Um homem, hoje com 60 anos, identificado pelas iniciais A.C.G., condenado por estupro de vulnerável, foi preso nesta quinta-feira (20) em Cândido Mota, após cumprimento de mandado judicial.
De acordo com a Polícia Civil, o acusado foi localizado e capturado por policiais militares, sendo conduzido à delegacia. Após os procedimentos, ele foi encaminhado para uma unidade prisional da região, onde permanece à disposição da Justiça .
O mandado de prisão foi expedido no dia 19 de março de 2026, pela 2ª Vara Judicial da Comarca de Cândido Mota, e cumprido no dia seguinte.
O caso envolve crimes ocorridos entre 2018 e 2022, período em que a vítima tinha entre 8 e 9 anos. Atualmente, a adolescente tem 14 anos e segue em acompanhamento psicológico desde o início do processo.
Segundo a sentença, o réu foi condenado a 9 anos, 7 meses e 6 dias de reclusão, em regime inicial fechado, por estupro de vulnerável em continuidade delitiva.
De acordo com as investigações, o homem mantinha proximidade com a família da vítima, frequentando a mesma igreja e se valendo da relação de confiança para cometer os abusos.
Justiça
Em relato ao AssisCity, a mãe da vítima, que preferiu não se identificar, destacou o sentimento após a condenação.
“Meu sentimento é de justiça feita. Em um país como o nosso, tanta coisa passa batida. Eu venci após quatro anos de muita luta e sofrimento. Não que isso vá apagar tudo que vivemos, mas é uma justiça cumprida para que outras crianças e famílias não passem pelo que passamos”, afirmou.
Ela também relatou os impactos profundos causados pelo caso. “É algo imensurável. Eu perdi emprego, perdi a faculdade e faço uso de medicação até hoje. É uma luta constante. Os avós, que ajudaram na criação, também estão em tratamento psicológico”, disse.

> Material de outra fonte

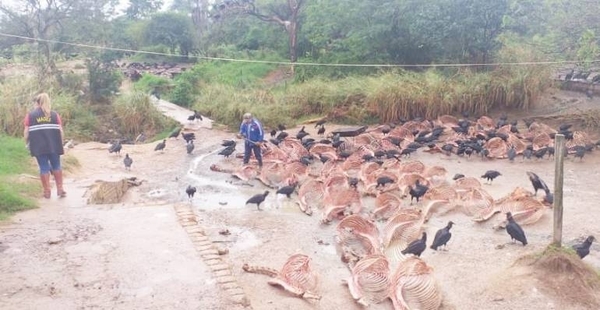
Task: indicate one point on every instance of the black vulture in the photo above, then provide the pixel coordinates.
(382, 181)
(458, 176)
(197, 115)
(537, 182)
(190, 147)
(417, 191)
(286, 190)
(228, 143)
(579, 151)
(417, 246)
(127, 161)
(442, 236)
(490, 175)
(175, 133)
(227, 151)
(407, 151)
(514, 230)
(116, 148)
(583, 249)
(190, 190)
(258, 199)
(141, 138)
(188, 136)
(512, 153)
(282, 135)
(161, 146)
(321, 131)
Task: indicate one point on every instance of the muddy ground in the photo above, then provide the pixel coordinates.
(135, 255)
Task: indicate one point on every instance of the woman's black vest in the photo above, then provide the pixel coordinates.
(44, 133)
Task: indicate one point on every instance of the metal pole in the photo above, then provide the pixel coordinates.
(559, 157)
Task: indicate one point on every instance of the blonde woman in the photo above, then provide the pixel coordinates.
(44, 136)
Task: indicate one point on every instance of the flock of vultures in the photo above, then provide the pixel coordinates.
(330, 173)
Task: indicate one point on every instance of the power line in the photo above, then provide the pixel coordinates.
(531, 63)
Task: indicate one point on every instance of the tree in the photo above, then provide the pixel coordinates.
(171, 29)
(286, 15)
(197, 10)
(40, 20)
(139, 9)
(48, 20)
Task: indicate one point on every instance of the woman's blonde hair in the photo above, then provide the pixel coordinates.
(43, 100)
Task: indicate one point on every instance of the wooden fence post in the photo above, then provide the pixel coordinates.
(559, 157)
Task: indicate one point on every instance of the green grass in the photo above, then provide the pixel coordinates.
(14, 193)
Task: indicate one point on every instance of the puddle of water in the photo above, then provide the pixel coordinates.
(157, 193)
(200, 180)
(244, 239)
(221, 200)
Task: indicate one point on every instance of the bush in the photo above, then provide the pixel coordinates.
(149, 82)
(136, 113)
(386, 97)
(104, 81)
(14, 194)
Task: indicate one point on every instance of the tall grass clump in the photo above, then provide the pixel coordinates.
(79, 118)
(149, 82)
(135, 113)
(17, 100)
(386, 97)
(14, 193)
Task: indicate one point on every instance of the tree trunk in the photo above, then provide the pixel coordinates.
(293, 30)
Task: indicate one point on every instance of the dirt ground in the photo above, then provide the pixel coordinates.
(135, 255)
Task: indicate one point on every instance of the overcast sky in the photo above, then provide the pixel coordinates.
(120, 8)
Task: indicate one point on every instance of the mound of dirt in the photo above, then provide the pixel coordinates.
(103, 192)
(559, 275)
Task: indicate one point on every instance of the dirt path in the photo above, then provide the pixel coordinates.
(136, 255)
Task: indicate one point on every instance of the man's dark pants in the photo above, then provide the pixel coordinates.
(248, 147)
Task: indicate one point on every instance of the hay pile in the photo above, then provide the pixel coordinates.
(110, 192)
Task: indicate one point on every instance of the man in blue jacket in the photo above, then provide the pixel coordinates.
(252, 132)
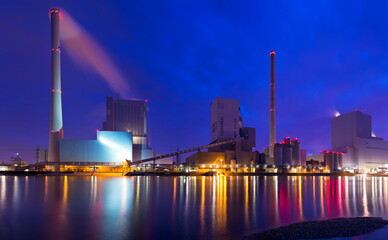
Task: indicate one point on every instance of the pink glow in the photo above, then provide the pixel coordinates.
(85, 51)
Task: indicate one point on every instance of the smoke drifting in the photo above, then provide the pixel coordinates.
(86, 51)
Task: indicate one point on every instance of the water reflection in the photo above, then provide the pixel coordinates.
(179, 207)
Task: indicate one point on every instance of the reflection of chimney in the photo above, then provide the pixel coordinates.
(56, 125)
(272, 133)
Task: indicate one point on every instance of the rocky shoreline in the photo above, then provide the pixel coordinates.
(332, 228)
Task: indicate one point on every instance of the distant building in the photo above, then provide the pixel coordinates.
(227, 124)
(352, 134)
(42, 155)
(130, 116)
(317, 157)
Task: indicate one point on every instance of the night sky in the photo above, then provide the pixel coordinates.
(330, 56)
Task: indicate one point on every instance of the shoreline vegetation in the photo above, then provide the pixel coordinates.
(318, 229)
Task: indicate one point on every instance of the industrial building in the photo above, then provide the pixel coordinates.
(352, 134)
(287, 153)
(272, 129)
(333, 160)
(130, 116)
(227, 124)
(124, 136)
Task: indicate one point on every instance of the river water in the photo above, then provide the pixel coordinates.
(96, 207)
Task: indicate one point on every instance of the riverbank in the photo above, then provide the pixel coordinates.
(32, 173)
(332, 228)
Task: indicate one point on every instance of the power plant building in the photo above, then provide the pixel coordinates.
(352, 134)
(126, 127)
(130, 116)
(56, 123)
(227, 124)
(272, 110)
(287, 152)
(110, 147)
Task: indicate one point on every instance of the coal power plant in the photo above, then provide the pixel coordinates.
(272, 128)
(124, 139)
(111, 149)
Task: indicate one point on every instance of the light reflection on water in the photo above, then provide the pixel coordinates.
(178, 207)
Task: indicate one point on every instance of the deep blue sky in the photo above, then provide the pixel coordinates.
(330, 55)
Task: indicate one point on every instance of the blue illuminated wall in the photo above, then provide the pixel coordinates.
(109, 147)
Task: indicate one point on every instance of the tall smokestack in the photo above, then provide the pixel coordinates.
(56, 125)
(272, 133)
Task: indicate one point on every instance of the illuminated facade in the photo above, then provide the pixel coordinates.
(287, 152)
(224, 118)
(110, 146)
(352, 134)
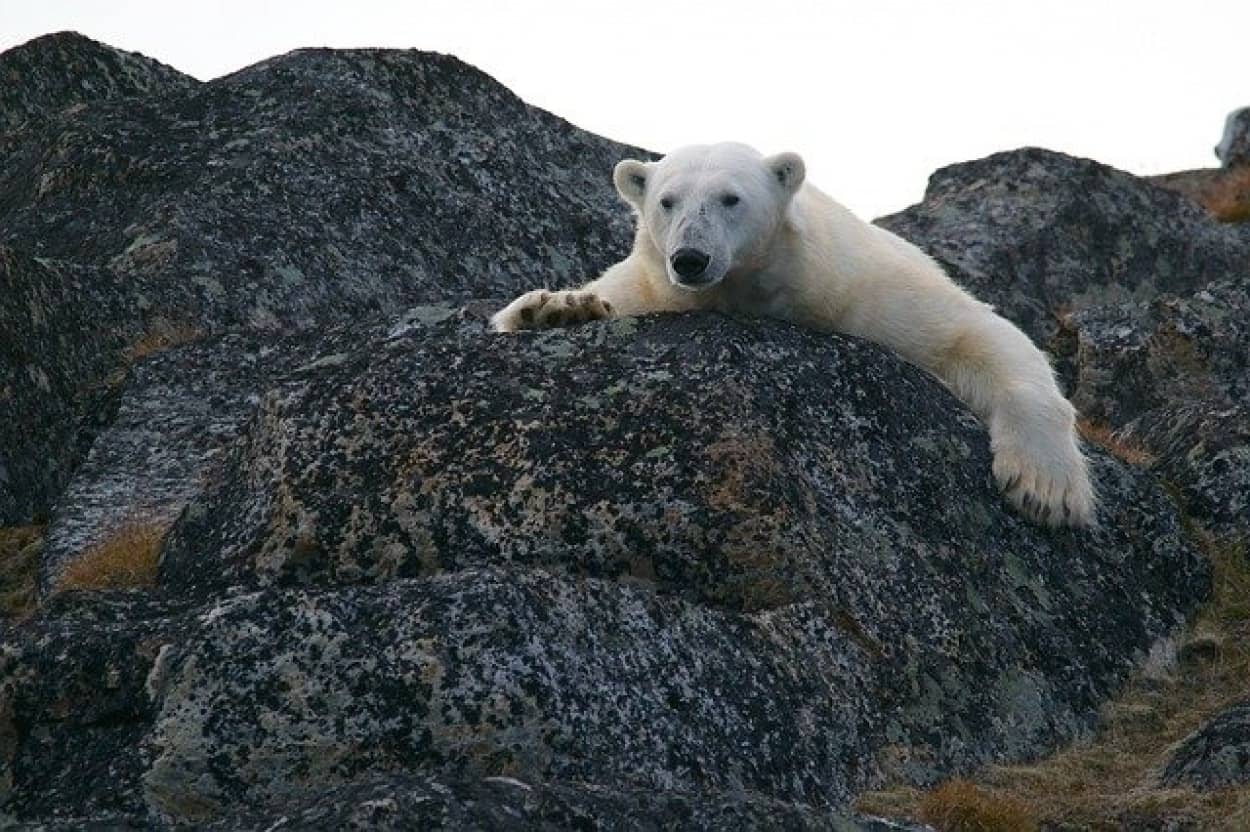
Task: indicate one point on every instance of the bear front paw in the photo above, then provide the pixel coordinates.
(1049, 487)
(544, 310)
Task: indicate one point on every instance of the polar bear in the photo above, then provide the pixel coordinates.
(723, 227)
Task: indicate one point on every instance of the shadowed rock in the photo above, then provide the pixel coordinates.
(50, 74)
(1041, 234)
(1216, 755)
(310, 189)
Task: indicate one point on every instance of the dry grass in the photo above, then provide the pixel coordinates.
(20, 547)
(126, 559)
(1110, 781)
(960, 806)
(1111, 442)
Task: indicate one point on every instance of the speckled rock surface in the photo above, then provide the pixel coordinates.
(1040, 234)
(736, 472)
(66, 70)
(1174, 375)
(1216, 755)
(315, 188)
(1234, 148)
(686, 571)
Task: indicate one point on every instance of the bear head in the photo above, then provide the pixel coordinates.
(710, 210)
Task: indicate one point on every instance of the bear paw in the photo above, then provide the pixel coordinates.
(544, 310)
(1049, 485)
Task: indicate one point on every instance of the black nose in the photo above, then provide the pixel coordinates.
(689, 262)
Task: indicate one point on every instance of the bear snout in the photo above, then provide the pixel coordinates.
(689, 262)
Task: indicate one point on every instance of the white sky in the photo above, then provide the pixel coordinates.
(874, 94)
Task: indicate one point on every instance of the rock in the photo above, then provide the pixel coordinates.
(1041, 235)
(74, 706)
(55, 392)
(1234, 148)
(226, 205)
(176, 414)
(1216, 755)
(65, 70)
(508, 803)
(1223, 191)
(681, 571)
(741, 484)
(1173, 375)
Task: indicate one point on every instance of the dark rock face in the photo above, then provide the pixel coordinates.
(54, 374)
(685, 571)
(1216, 755)
(309, 189)
(691, 504)
(1040, 235)
(64, 70)
(1234, 148)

Sobre as consequências emocionais, a mãe reforçou que os efeitos permanecem mesmo após a condenação. “A prisão não vai recuperar a nossa saúde mental. O que a gente viveu nunca será esquecido, mas fica o sentimento de que a justiça foi feita. Muitas histórias não vêm à tona, e é uma luta muito difícil, com perdas emocionais profundas”, declarou.
Sobre a vítima, ela destacou: “Deixa muito trauma. Traumas de não gostar de abraço, de carinho. Afetou toda a família. Hoje ela faz acompanhamento psicológico e continua em tratamento”.

Segundo a mãe, o condenado exercia função religiosa e frequentava a mesma igreja da família há mais de 15 anos.
O advogado assistente de acusação, Gustavo de Souza Silva, acompanhou o caso e destacou a importância da condenação diante da gravidade dos fatos.
O processo correu sob segredo de Justiça.